With characteristic aplomb, British architectural historian Tinniswood (By Permission of Heaven, 2004, etc.) adjusts his gaze to focus on the aristocratic Verneys, who had a particularly fascinating—and occasionally sordid—history. Drawing upon a treasure trove of more than 30,000 letters, the “largest and most continuous private collection of seventeenth-century correspondence in Britain,” the author chronicles the lives of “apparently ordinary” members of the Buckinghamshire gentry who were, in fact, anything but ordinary.
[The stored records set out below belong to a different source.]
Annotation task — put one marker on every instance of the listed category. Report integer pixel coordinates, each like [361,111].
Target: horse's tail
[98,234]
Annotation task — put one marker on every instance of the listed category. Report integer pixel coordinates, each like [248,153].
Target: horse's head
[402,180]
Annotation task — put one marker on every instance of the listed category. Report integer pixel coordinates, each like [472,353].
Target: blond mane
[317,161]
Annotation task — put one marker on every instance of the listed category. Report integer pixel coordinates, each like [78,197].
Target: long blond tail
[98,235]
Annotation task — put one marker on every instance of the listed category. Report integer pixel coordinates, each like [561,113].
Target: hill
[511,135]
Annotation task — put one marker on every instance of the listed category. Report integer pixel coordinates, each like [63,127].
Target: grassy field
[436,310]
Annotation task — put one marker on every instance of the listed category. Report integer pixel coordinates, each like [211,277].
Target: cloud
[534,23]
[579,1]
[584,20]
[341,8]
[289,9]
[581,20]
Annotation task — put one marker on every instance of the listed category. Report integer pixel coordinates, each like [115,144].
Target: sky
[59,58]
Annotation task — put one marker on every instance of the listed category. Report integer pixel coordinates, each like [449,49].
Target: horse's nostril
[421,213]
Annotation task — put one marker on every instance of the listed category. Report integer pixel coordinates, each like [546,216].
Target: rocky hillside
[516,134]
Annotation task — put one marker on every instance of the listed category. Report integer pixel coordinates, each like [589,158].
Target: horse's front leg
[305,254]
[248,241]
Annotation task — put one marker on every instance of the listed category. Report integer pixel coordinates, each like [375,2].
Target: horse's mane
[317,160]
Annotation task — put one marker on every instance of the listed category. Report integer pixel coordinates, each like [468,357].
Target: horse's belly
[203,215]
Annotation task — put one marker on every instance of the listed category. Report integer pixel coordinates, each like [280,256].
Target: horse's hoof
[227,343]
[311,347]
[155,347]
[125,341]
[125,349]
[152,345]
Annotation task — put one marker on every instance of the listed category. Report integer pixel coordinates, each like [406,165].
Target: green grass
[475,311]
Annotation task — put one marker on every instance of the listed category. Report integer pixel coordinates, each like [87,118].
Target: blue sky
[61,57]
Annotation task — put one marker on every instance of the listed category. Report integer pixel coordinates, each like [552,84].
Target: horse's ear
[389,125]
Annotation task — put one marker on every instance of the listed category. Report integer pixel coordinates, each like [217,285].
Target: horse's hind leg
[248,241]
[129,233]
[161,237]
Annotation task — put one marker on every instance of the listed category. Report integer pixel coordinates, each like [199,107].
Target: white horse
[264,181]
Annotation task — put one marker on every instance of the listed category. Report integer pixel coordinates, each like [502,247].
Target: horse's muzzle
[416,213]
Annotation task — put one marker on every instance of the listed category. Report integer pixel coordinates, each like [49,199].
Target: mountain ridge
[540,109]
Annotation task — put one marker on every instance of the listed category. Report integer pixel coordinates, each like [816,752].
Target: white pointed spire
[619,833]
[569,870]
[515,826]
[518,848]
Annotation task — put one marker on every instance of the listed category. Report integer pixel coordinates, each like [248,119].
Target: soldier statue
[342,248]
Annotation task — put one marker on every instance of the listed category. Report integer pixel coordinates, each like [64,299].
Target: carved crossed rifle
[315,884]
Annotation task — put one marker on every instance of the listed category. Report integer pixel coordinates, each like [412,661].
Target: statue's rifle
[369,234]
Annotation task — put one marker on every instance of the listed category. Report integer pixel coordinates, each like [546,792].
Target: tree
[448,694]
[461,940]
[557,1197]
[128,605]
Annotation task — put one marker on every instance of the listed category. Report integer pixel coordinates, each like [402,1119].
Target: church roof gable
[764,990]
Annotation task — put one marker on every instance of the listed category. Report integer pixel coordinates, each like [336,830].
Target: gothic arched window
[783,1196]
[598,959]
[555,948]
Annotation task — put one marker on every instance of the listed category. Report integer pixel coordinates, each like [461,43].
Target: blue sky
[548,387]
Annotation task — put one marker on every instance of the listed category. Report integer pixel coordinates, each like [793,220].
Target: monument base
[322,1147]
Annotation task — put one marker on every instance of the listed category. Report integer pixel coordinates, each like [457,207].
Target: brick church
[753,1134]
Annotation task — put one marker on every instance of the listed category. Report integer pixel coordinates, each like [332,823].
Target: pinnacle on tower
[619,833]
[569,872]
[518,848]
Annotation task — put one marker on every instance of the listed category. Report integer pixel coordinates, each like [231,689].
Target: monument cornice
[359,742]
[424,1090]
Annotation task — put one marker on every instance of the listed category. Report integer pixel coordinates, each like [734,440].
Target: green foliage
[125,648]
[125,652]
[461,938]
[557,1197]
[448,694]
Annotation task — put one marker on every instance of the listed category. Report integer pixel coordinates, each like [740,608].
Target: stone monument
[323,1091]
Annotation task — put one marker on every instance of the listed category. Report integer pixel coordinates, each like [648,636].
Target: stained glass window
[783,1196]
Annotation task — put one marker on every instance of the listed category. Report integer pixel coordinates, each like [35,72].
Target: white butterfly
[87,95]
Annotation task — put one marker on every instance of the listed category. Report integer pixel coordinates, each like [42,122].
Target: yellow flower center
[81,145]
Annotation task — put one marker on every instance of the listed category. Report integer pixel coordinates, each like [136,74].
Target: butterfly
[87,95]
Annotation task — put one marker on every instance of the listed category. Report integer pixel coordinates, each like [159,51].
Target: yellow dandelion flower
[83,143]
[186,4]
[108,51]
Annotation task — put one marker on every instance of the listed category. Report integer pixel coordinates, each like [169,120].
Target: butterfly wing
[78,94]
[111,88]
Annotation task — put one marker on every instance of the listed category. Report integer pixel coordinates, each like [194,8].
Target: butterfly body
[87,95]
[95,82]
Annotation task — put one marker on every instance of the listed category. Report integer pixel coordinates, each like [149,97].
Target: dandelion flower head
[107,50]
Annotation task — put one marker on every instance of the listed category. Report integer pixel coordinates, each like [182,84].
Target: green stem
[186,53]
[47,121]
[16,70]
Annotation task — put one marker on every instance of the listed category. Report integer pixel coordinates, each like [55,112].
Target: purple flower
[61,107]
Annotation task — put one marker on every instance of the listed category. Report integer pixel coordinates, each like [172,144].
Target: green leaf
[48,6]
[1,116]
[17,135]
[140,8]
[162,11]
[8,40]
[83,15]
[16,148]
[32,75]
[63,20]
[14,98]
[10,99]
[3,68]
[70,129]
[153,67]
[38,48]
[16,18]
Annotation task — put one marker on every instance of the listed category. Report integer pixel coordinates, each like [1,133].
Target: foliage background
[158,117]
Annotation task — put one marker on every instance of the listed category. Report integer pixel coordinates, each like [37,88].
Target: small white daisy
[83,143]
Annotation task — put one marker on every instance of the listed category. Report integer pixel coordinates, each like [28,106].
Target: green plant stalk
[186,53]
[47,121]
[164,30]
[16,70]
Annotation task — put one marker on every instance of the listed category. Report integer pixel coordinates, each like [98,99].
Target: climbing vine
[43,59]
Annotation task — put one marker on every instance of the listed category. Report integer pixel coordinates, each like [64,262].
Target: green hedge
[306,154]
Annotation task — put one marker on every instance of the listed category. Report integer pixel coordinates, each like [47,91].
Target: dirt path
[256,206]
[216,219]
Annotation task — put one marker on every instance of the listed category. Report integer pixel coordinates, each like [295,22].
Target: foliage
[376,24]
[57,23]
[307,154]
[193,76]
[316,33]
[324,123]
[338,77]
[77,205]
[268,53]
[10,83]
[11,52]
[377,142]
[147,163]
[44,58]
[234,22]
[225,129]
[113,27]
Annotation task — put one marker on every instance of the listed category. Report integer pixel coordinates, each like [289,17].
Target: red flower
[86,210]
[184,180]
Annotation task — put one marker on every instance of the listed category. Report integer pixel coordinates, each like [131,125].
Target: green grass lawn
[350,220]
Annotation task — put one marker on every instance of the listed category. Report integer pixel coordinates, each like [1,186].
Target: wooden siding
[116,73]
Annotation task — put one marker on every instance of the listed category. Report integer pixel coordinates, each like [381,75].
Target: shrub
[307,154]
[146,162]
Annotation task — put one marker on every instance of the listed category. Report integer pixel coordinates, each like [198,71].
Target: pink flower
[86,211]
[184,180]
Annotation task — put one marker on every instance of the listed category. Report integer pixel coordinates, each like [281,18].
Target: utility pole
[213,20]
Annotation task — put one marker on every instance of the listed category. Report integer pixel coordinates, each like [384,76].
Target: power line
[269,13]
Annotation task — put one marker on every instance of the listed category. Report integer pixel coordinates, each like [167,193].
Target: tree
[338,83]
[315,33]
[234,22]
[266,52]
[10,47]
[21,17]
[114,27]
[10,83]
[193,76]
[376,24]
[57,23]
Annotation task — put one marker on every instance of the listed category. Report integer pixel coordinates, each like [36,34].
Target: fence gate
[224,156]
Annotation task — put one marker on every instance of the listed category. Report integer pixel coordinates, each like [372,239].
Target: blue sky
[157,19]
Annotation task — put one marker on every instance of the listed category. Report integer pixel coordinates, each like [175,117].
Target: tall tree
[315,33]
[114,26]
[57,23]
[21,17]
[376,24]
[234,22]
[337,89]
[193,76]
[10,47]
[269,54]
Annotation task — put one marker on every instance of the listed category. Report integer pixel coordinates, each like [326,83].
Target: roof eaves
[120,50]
In unfalteringly lively prose, Tinniswood sorts out the complicated family history, weaving into a rich tapestry everyone from miscreant Sir Francis, a pirate and mercenary who met an untimely end far from home after renouncing his wealth and country, to staid patriarch Sir Ralph and his extended clan. Given subjects who enacted more real-life melodramas than a Restoration tragedy, the author is even afforded an opportunity to muse upon the complicated 17th-century history of mental illness. Tinniswood chronicles with great feeling young Mary Verney’s descent into psychotic fits, as well as many other sad episodes documented in detail by frank family letters. These enable him to present an invaluable case study of aristocratic Stuart England’s manners, customs and affairs—financial, legal and amorous. The author’s admiration for the Verneys is evident on every page, as is his thorough research.
Tinniswood’s previous histories were occasionally didactic; this tome proves that, given the right material, he possesses a novelist’s talent for storytelling.